Democrat resistance to Donald Trump is collapsing. They’ve finally realised they’ve lost

A celebratory rally for Donald Trump in Florida
A celebratory rally for Donald Trump in Florida. The president’s success has begun to sink in for Democrats - AP Photo/Alex Brandon

It’s difficult to give up on one’s dreams, no matter how destructive they turn out to be. But after Donald Trump’s triumph in the 2024 election, some Democrats are finally coming to terms with the fact that they will never win some sort of final, dramatic victory over him that sees the former and future president permanently vanquished.

Every incoming president must contend with an intransigent opposition party unwilling to grant him even the smallest of successes. Vast ideological differences, as well as the concentration of power in the executive branch, have raised the stakes too high for collegiality, much less bipartisanship.

Yet the headwinds Trump faced from the moment he took the oath of office back in 2017 were of a different character. The progressive blob that makes up much of Washington, DC didn’t just push back on his agenda, it declared total war on the man himself.

Activists christened themselves “The Resistance”, as though they were an occupied people under the thumb of a foreign conqueror. Progressives sounded the alarm about Russian collusion and kompromat that they never had any evidence of.
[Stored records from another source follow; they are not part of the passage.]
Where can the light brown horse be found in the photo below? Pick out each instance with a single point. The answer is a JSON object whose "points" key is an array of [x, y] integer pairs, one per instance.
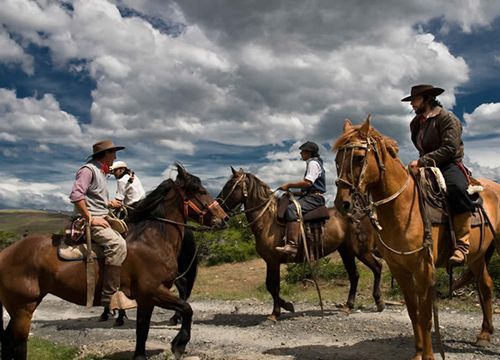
{"points": [[367, 163], [31, 269], [261, 207]]}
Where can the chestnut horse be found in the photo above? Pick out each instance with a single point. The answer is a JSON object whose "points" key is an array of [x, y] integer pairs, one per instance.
{"points": [[261, 207], [367, 163], [31, 269]]}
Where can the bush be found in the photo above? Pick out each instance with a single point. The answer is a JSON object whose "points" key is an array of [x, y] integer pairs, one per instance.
{"points": [[7, 238], [234, 244], [323, 268]]}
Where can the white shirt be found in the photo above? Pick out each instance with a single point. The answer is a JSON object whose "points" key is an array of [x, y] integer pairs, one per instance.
{"points": [[313, 171], [129, 193]]}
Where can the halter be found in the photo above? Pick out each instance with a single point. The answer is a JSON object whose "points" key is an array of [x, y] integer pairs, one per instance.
{"points": [[360, 196], [189, 204], [244, 190]]}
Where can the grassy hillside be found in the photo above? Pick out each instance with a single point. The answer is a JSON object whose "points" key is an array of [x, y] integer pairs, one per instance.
{"points": [[14, 224]]}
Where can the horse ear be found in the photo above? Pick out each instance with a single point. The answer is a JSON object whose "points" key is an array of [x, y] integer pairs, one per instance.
{"points": [[365, 129], [181, 172], [347, 125]]}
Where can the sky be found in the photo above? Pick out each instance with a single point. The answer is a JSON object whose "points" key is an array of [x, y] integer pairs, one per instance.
{"points": [[215, 84]]}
The media flooded the zone with negative – and often misleading – coverage of Trump.

The effort to destroy Trump extended past his first term in office, when several rounds of criminal charges were brought against him, unwittingly reuniting the Republican Party around the now president-elect at his most vulnerable hour.

Trump’s return to the White House, though, has shattered the illusions of the less delusional wing of the Democratic Party.
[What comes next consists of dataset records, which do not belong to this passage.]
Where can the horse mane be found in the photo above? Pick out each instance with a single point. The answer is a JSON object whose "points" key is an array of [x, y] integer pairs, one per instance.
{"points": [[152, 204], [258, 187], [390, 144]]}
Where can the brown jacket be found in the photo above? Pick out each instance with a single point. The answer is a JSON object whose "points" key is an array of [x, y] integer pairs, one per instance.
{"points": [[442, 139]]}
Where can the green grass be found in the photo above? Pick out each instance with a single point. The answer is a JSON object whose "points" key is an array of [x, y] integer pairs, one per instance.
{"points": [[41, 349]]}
Pennsylvania Senator John Fetterman, for example, has expressed not only his willingness, but his excitement to confirm Elise Stefanik as the next US ambassador to the United Nations. After having denounced the international body’s “rank, pervasive anti-Semitism,” Fetterman said that he was looking forward to voting for her.

John Fetterman
John Fetterman is among Democrats who have signalled they rare willing to have a constructive relationship with Donald Trump - Reuters/Quinn Glabicki

Similarly, Fetterman has called Senator Marco Rubio a “strong choice” and a “serious, qualified” individual. He’s even expressed a willingness to confirm his former opponent, Dr Mehmet Oz, to run the Centers for Medicare and Medicaid Services.

More dramatically, perhaps, MSNBC’s Mika Brzezinski and Joe Scarborough – two of Trump’s harshest critics for the better part of a decade – kicked off Monday’s edition of Morning Joe by announcing that they had met with the president-elect over the weekend and agreed to “restart communications”.
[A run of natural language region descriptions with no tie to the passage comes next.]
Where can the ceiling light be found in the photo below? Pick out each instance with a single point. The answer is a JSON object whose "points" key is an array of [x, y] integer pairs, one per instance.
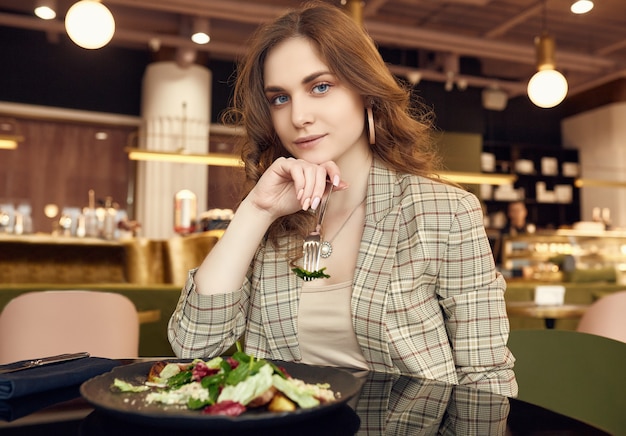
{"points": [[581, 6], [548, 87], [90, 24], [46, 9], [494, 98], [200, 31], [414, 77], [9, 134], [214, 159]]}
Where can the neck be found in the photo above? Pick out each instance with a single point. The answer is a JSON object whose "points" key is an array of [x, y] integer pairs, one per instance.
{"points": [[355, 171]]}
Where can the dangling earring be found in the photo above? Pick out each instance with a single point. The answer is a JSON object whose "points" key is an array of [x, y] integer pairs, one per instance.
{"points": [[371, 133]]}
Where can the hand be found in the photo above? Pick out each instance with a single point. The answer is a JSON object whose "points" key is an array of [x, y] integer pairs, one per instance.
{"points": [[289, 185]]}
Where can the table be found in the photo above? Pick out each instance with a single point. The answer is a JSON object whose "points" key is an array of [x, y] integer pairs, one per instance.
{"points": [[548, 313], [387, 404]]}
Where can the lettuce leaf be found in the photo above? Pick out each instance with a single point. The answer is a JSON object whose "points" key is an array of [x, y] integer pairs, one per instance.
{"points": [[250, 388], [295, 392]]}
“Joe and I realised it’s time to do something different and that starts with, not only talking about Donald Trump, but also talking with him,” said Brzezinski.

“Somebody close to Donald Trump told me this past weekend, this is a president who is not seeking re-election, so maybe, just maybe now could be time for both parties to get to work,” added Scarborough. “I will tell you a lot of Democratic leaders we have talked to this past week since the election have told Mika and me, it’s time for a new approach.”

Of course, not all of Trump’s opponents agree with this assessment. Scarborough and Brzezinski’s colleague Katie Phang reacted to the Morning Joe segment by declaring that “Normalising Trump is a bad idea. Period.” Democratic governors JB Pritzker and Jared Polis have already formed a resistance coalition under the haughty banner of “Governors Safeguarding Democracy”. And opportunistic operatives like The Lincoln Project’s co-founder Rick Wilson are already hard at work constructing the track for their new anti-Trump gravy trains.

Collectively, Democrats now face a choice between the path of virtue-signalling, capital-R resistance championed by the hysterics and the more thoughtful, strategic form of opposition touted by the pragmatists.

Four more years of strife on the scale that the country saw between 2017 and 2020 would take a potentially irreversible toll on American political culture. Moreover, there’s little proof that histrionics redound to Democrats’ benefit. After all, Kamala Harris and her allies spent the final month of the campaign denouncing Trump as a fascist only to suffer the most embarrassing defeat for a Democratic standard bearer since 1984.

Indeed, if they had any sense at all, they would pursue the course modelled by Fetterman.

Obviously, that doesn’t mean they should feel obliged to acquiesce to the president-elect’s every whim or offer him undue praise. But it does mean acknowledging when he’s right and avoiding alarmism.

The American Left was just rejected by the electorate because of its excesses. If its leaders have any hope of regaining the trust of the public, they’ll have to finally accept that most voters chose to empower Trump.